Fédération Nationale des Vodouisants Haïtiens
Mariani 15 Septembre 2005, Haïti
Max G. Beauvoir – Ati
Le 15 Avril 2005, un groupe de Vodouisants haïtiens venant de diverses régions du pays ainsi que de l’étranger, et couvrant divers secteurs d’intérêts religieux, sociaux, économiques et politiques de la vie nationale, se sont réunis en Fédération :
La Fédération Nationale
des Vodouisants Haïtiens ou (Federasyon Nasyonal Vodouyizan Ayisyen - F.N.V.A.)
Le 22 Août, ils organisèrent au restaurant Ritz Kinam II de Pétionville un colloque d’une journée sur le sujet « Bwa Kayiman, Vodou et Paix » où de nombreux conférenciers prirent la parole pour montrer combien les idées de paix, de justice sociale et de réconciliation sont nécessaires, et même vitales à notre société, tout particulièrement en ce moment. Il leur apparaît en effet que la mise en pratique par tous de ces valeurs est la seule formule qui soit capable de conduire notre pays vers son renouvellement, sa régénération, et d’abord sa survie.
La soirée se termina au Péristyle de Mariani où fut célébrée une cérémonie solennelle appropriée.

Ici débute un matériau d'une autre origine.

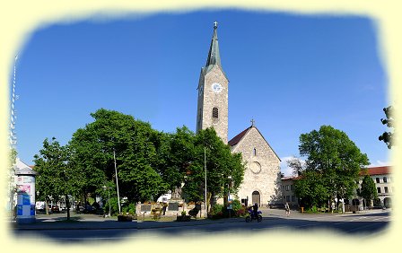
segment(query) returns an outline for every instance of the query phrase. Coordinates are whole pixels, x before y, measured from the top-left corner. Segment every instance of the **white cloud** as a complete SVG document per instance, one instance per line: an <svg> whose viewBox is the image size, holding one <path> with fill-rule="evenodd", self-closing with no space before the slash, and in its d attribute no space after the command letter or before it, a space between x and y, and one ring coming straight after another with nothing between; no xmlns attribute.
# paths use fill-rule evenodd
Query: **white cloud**
<svg viewBox="0 0 402 253"><path fill-rule="evenodd" d="M369 167L380 167L380 166L389 166L390 162L389 161L383 161L380 160L377 160L375 162L372 162L371 164L369 165Z"/></svg>

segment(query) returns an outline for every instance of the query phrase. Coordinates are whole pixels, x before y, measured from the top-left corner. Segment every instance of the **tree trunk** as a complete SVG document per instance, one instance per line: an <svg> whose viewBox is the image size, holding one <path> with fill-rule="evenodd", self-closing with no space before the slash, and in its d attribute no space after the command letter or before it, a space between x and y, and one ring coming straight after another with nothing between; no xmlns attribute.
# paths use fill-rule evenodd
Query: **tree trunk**
<svg viewBox="0 0 402 253"><path fill-rule="evenodd" d="M45 199L45 210L46 210L46 214L48 215L48 198Z"/></svg>
<svg viewBox="0 0 402 253"><path fill-rule="evenodd" d="M212 193L211 192L207 192L206 193L206 214L209 213L209 205L211 205L211 197L212 197Z"/></svg>
<svg viewBox="0 0 402 253"><path fill-rule="evenodd" d="M67 221L70 220L70 199L68 198L68 195L66 195L66 205L67 207Z"/></svg>

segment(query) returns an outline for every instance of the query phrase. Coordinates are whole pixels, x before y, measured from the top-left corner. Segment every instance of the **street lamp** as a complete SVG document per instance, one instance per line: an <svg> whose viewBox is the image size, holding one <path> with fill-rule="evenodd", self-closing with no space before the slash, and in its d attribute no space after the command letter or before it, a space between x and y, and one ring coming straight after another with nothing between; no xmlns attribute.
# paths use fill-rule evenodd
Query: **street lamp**
<svg viewBox="0 0 402 253"><path fill-rule="evenodd" d="M205 170L205 202L204 205L205 207L205 217L208 215L208 212L206 211L206 148L204 147L204 169Z"/></svg>
<svg viewBox="0 0 402 253"><path fill-rule="evenodd" d="M113 148L113 159L115 161L115 174L116 174L116 187L118 188L118 214L120 214L120 196L118 194L118 169L116 166L116 152L115 149Z"/></svg>
<svg viewBox="0 0 402 253"><path fill-rule="evenodd" d="M108 188L108 193L109 193L109 196L108 196L109 216L108 217L110 217L110 202L109 202L110 201L110 188L103 186L102 188L103 188L103 190L106 190L106 188Z"/></svg>
<svg viewBox="0 0 402 253"><path fill-rule="evenodd" d="M232 213L232 203L230 203L231 201L231 184L232 184L232 176L228 177L229 182L228 182L228 205L231 208L228 208L229 210L229 218L231 218L231 213Z"/></svg>

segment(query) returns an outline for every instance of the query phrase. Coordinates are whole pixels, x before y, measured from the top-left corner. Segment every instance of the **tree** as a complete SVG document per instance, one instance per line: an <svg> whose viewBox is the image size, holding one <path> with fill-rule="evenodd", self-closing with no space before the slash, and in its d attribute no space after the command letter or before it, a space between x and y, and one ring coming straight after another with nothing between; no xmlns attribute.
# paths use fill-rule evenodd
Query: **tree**
<svg viewBox="0 0 402 253"><path fill-rule="evenodd" d="M319 172L307 170L301 179L294 181L294 193L302 206L311 208L327 202L328 193L322 178L323 175Z"/></svg>
<svg viewBox="0 0 402 253"><path fill-rule="evenodd" d="M392 106L389 106L382 109L385 113L386 118L381 118L382 125L386 125L388 127L394 127L394 109ZM383 141L389 149L394 145L394 131L384 132L379 136L380 141Z"/></svg>
<svg viewBox="0 0 402 253"><path fill-rule="evenodd" d="M305 171L320 175L319 182L327 189L328 203L352 196L360 170L369 164L367 155L346 134L330 126L301 135L299 152L307 157Z"/></svg>
<svg viewBox="0 0 402 253"><path fill-rule="evenodd" d="M206 157L207 199L211 203L213 196L223 196L227 201L227 193L235 194L243 181L245 165L240 153L232 153L228 144L223 144L213 127L200 130L196 136L197 161L197 177L204 181L204 152ZM202 160L201 160L202 159ZM201 167L201 165L203 165ZM202 172L201 172L202 171ZM231 179L230 179L231 178Z"/></svg>
<svg viewBox="0 0 402 253"><path fill-rule="evenodd" d="M369 207L371 207L371 200L378 197L377 188L371 177L364 175L363 179L362 186L357 189L357 195L368 203Z"/></svg>
<svg viewBox="0 0 402 253"><path fill-rule="evenodd" d="M81 185L81 175L69 164L68 146L62 146L52 138L43 141L43 148L39 154L34 155L37 189L46 201L46 212L48 214L50 196L58 202L61 196L66 197L67 207L67 220L70 219L69 196L77 194L77 188Z"/></svg>
<svg viewBox="0 0 402 253"><path fill-rule="evenodd" d="M302 171L306 170L305 162L294 156L292 156L289 160L287 160L286 163L288 167L292 168L292 174L293 176L300 176Z"/></svg>
<svg viewBox="0 0 402 253"><path fill-rule="evenodd" d="M148 201L168 189L158 168L162 165L157 148L163 135L150 124L114 110L98 109L94 121L78 129L70 141L72 160L84 175L81 191L104 195L105 184L116 187L128 202ZM113 182L113 183L112 183ZM117 195L117 188L110 194Z"/></svg>

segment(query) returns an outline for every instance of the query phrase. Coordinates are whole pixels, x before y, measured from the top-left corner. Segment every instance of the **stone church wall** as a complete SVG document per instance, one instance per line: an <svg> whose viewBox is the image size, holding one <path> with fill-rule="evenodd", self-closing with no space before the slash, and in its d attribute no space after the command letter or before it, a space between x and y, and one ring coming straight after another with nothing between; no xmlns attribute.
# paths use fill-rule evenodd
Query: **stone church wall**
<svg viewBox="0 0 402 253"><path fill-rule="evenodd" d="M280 199L280 160L256 127L249 130L232 152L241 153L246 162L244 180L238 193L239 199L248 197L249 205L252 205L253 191L259 192L260 205L266 206Z"/></svg>

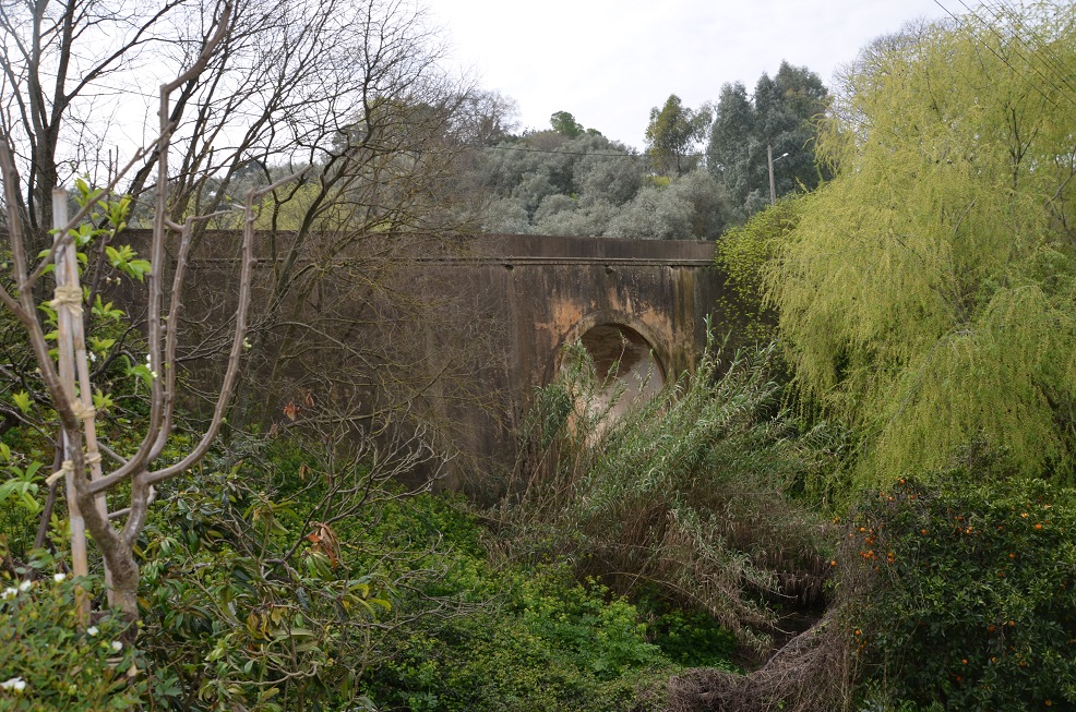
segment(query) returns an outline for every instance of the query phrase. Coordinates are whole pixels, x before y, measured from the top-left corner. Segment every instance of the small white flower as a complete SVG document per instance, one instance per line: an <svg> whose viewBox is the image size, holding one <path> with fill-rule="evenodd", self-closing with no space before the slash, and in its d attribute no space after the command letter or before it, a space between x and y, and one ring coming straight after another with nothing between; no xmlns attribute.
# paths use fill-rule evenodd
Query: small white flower
<svg viewBox="0 0 1076 712"><path fill-rule="evenodd" d="M26 689L26 680L21 677L12 677L10 680L0 683L0 688L22 692Z"/></svg>

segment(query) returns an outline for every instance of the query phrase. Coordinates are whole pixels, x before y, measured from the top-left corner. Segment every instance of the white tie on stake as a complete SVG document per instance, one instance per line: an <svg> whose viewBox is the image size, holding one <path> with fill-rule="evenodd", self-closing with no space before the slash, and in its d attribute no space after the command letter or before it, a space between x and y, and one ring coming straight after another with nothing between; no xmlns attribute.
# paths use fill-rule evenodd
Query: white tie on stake
<svg viewBox="0 0 1076 712"><path fill-rule="evenodd" d="M68 196L61 188L52 191L52 225L57 230L52 237L55 242L62 237L61 231L68 225ZM71 403L71 410L82 421L82 437L71 437L63 434L61 438L63 464L60 469L67 481L68 518L71 526L71 566L72 571L77 577L86 576L89 572L86 554L86 524L82 511L79 509L74 487L73 463L77 456L76 448L82 447L82 441L85 441L86 445L83 456L89 468L91 479L99 480L101 469L100 452L97 447L96 411L93 403L93 388L89 383L89 361L86 358L86 335L82 319L82 287L79 282L79 261L75 250L74 241L71 240L56 253L56 291L50 305L56 310L60 381L68 402ZM97 495L94 502L97 510L107 518L108 511L104 493ZM109 603L111 603L111 577L107 565L105 567L105 583L108 589ZM89 602L81 590L77 608L80 620L85 624L89 619Z"/></svg>

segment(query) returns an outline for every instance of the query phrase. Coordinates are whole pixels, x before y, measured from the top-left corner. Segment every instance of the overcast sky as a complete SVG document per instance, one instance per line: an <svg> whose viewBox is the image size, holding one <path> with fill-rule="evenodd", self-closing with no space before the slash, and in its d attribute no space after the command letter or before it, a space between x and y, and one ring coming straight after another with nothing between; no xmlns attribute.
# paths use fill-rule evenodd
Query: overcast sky
<svg viewBox="0 0 1076 712"><path fill-rule="evenodd" d="M940 0L959 14L961 0ZM970 0L966 0L970 5ZM696 108L726 82L754 87L781 60L829 86L834 70L909 20L943 17L934 0L428 0L452 58L515 99L521 129L569 111L643 148L651 107L670 94Z"/></svg>

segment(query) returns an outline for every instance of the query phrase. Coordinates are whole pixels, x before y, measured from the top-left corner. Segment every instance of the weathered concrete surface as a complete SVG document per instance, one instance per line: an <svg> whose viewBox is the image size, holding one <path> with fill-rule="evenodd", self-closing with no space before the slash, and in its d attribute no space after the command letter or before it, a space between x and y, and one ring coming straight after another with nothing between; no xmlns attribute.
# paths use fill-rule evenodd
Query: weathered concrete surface
<svg viewBox="0 0 1076 712"><path fill-rule="evenodd" d="M676 379L694 369L721 289L709 242L486 236L474 240L474 254L444 268L503 299L517 393L548 383L560 348L606 324L642 335L662 377Z"/></svg>
<svg viewBox="0 0 1076 712"><path fill-rule="evenodd" d="M132 232L131 242L145 239ZM259 237L258 274L260 285L264 282L256 290L259 305L267 301L272 277L283 264L282 240L279 234ZM391 363L406 372L391 379L403 394L396 395L403 407L410 410L414 403L425 417L447 425L463 452L473 456L459 458L457 475L476 468L511 468L514 432L534 388L553 378L561 347L588 330L615 326L636 333L653 350L661 381L670 382L694 369L705 345L707 316L728 327L718 306L724 280L712 266L709 242L385 234L345 242L346 249L330 258L304 249L300 261L331 277L308 291L295 290L292 294L302 295L289 298L294 303L287 306L290 324L322 319L334 329L327 334L333 338L297 326L288 327L294 336L265 336L264 349L256 351L284 353L295 343L300 360L284 367L267 358L264 365L252 361L250 386L238 400L248 407L264 401L265 420L280 420L280 406L289 399L298 402L304 394L324 398L339 385L327 375L354 355L333 341L368 345L371 369ZM210 338L215 325L228 318L237 244L236 233L216 231L196 250L187 294L193 337L188 341ZM138 302L139 297L121 299ZM411 301L411 307L400 309L400 300ZM282 331L265 328L266 335ZM323 336L311 347L302 343L313 338L302 336L307 333ZM394 350L385 353L380 346L390 342ZM442 372L440 364L453 366L451 378L427 378ZM203 369L198 379L208 384L212 371ZM415 378L418 385L406 382L413 372L420 376ZM344 385L369 400L380 383L372 377Z"/></svg>
<svg viewBox="0 0 1076 712"><path fill-rule="evenodd" d="M560 366L561 347L602 325L627 327L653 349L663 382L691 372L706 342L706 319L727 323L713 267L714 244L657 240L482 236L456 255L429 257L425 269L453 274L475 309L492 310L504 369L485 374L507 396L505 421L455 411L469 421L469 449L487 466L511 467L511 433L534 388ZM420 264L421 264L420 263ZM462 424L462 423L461 423Z"/></svg>

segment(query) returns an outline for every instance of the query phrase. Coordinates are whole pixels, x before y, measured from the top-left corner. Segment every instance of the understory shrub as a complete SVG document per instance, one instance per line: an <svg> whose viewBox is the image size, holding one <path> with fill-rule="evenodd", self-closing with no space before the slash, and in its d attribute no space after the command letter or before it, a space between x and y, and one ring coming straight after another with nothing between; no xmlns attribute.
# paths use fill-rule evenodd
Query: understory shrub
<svg viewBox="0 0 1076 712"><path fill-rule="evenodd" d="M53 570L48 557L37 557L20 576L0 577L0 710L135 708L148 685L142 653L125 642L129 622L106 610L80 627L75 589L99 591L100 582Z"/></svg>
<svg viewBox="0 0 1076 712"><path fill-rule="evenodd" d="M850 521L864 689L953 710L1076 709L1076 494L961 467Z"/></svg>
<svg viewBox="0 0 1076 712"><path fill-rule="evenodd" d="M623 595L657 591L761 654L784 614L821 601L825 526L789 493L835 446L780 407L775 347L722 362L712 343L694 374L619 419L587 351L569 347L565 363L489 515L511 555L569 560Z"/></svg>

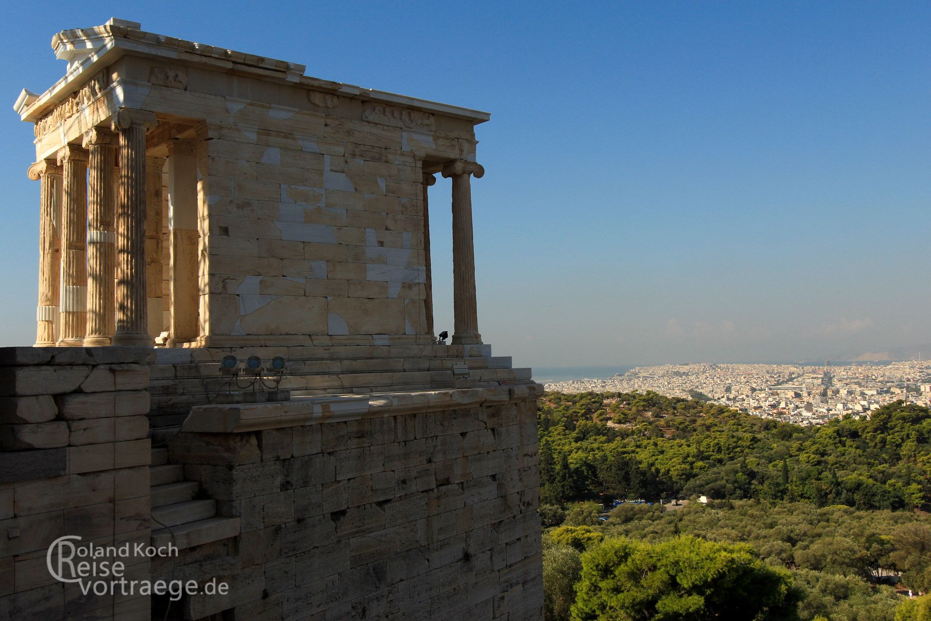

Cette journée, malheureusement boycottée par le Ministère de la culture, se tint sous le haut patronage de S.E. Monsieur l’Ambassadeur Paulo Cordeiro de Andrade Pinto, Honorable Ambassadeur du Brésil en Haïti.
Ces Vodouisants décidèrent donc de coiffer toutes les organisations Vodou qui auraient existé préalablement, et ce afin de mieux répondre à l’Arrêté du Président de
la République
, Son Excellence Maître Boniface Alexandre, qui créa
la Commission Indépendante
pour
la Préparation
du Dialogue National.
Le but qu’ils se sont donné fut de mettre en place une structure vodou permanente, de recueillir des opinions, aussi divergentes qu’elles puissent être, dans un esprit de tolérance, de fraternité et d’hospitalité et d’offrir des suggestions efficaces au Gouvernement pour qu’enfin tous les enfants de ce pays arrivent à conclure entre eux un Pacte de fraternité, de solidarité et d’amour, d’alliance, manifestant ainsi leur désir de vivre ensemble dans la paix et dans la prospérité sur cette terre qui nous a été léguée par nos Ancêtres.
Pendant des mois, des réunions officielles se sont tenues chaque semaine au PERISTYLE de Mariani et les visites d’autres groupes intéressés, en particulier celles de politiciens, candidats aux prochaines élections, ont été vivement encouragées.
Dans les structures de cette Fédération des Vodouisants les titres de Président, vice – Président, Directeur Général et Secrétaire Général et autres, considérés comme dévalorisés par leurs usages en Haïti, ont été remplacés par ceux de Ati et de Ati Délégué national, régional et de zones, titres qui seront mieux compris par le Vodouisant, puisqu’il qui les connaît bien dans les noms sacrés ATI-bon Legba, Loko ATI-sou et ATI Danyi Gboloko.
Dans la langue des Ewé et des Fons du Bénin, anciennement connu sous le nom de Danwonmen, Ati veut dire le Très Grand Arbre, l’arbre le plus grand de la forêt, celui qui par son feuillage touffu protège toujours les jeunes pousses des ardeurs du soleil et de la pluie.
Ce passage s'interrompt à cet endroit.